Now this HTML5 stuff was cool when it was introduced, but for a long time, it wasn’t supported. Fast forward a couple years,
to 2013 and BlackBerry finally released their BB10 series. I preordered my Z10 so I would get the device as soon as it was avaliable in the US. These devices boasted superior web browsing capabilities, and I could hardly believe the things that it could do. The devices ran a webkit browser, the same engine under the hood of Google Chrome, Chromium, and Safari. Not only that, BlackBerry had signed a deal with Adobe to include Flash baked into the browser. This sucker was FAST and its specifications blew away modern desktop browsers! And it’s only gets better.
This information was the only developing knowledge I had when I started working on Painter. Painter started as an example I made for a developer on Crackberry, Nemory. He was diligently working on setting up a native Snap2Chat app for BlackBerry users. I’ve seen a couple friends using the app on their non-BlackBerry phones and thought that it had some pretty cool features, one of which was the ability to draw on the images they took prior to sending them.

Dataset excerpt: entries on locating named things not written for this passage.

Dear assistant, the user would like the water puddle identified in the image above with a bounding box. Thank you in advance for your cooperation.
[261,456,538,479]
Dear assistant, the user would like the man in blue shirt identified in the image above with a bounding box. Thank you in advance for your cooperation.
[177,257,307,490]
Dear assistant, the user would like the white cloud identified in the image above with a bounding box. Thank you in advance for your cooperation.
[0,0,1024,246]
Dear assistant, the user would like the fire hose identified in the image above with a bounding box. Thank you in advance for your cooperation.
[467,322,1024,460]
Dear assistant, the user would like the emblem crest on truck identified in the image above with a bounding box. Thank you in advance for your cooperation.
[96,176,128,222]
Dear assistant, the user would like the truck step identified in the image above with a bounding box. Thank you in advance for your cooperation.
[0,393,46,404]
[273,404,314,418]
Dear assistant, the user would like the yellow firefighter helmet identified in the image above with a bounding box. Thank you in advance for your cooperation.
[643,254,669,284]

Nemory had posted his packaged app for people to test and provide feedback. I got hold of a copy and was curious how it worked. I opened it up and saw that he had a pretty basic HTML file tucked away in it that would let you draw on a canvas. I assumed he started on a different approach in implementing the drawing feature as he had some weird thing that would draw squares in a line that followed your finger (imagine lining up a deck of cards in a diagonally). I thought that an alternative method using a canvas to draw on top of a picture would be smoother. Follow that by taking a screen shot and saving it and the idea should work fine. Turns out I was right.
I started building an example to send to Nemory. What I ended up with was a picture with a canvas on top of it, the program had a basic color-picker and would let you save the drawing. Excitedly, I sent Nemory an email of my discovery. He responded quickly with gratitude and encouraged me to start making apps.
I thought to myself that it would be cool to have something like the Snap2Chat coloring thing for editing pictures. I added a file picker and spruced things up a bit, tossed in some optimized code Nemory helped me write and submitted it to BlackBerry World. One of the more complicated things I included was some C++ code I found in the examples BlackBerry provides to its developers and another chunk of C++ Nemory sent me to help with rotated images.
The complicated C++ code I included allowed Painter be invoked contextually by images and to rotate images when they were loaded. This introduction to C++ was very difficult for me. Don’t get me wrong, I’ve played with C++ before, but nothing on this level. My only experience with C++ was some basic math and printing strings. Applying C++ to something functional is completely different. I was so confused at the errors I kept getting, but I finally discovered the issue. I needed to tell the program beforehand what I was going to be doing in something called a ‘header’. I know what you’re thinking, computers aren’t supposed to question programs, right? Wrong! If I didn’t tell the compiler what I was going to do it would complain and spit an error in my face, C++ is bratty that way. Eventually I got it pinned down after hours of researching Google on how I can get C++ to obey me in Cascades.
Working with C++ code was the most challenging part for me in developing Painter. Luckily, BlackBerry has great reference materials and a great community full of supportive developers to help out the new guys (and girls).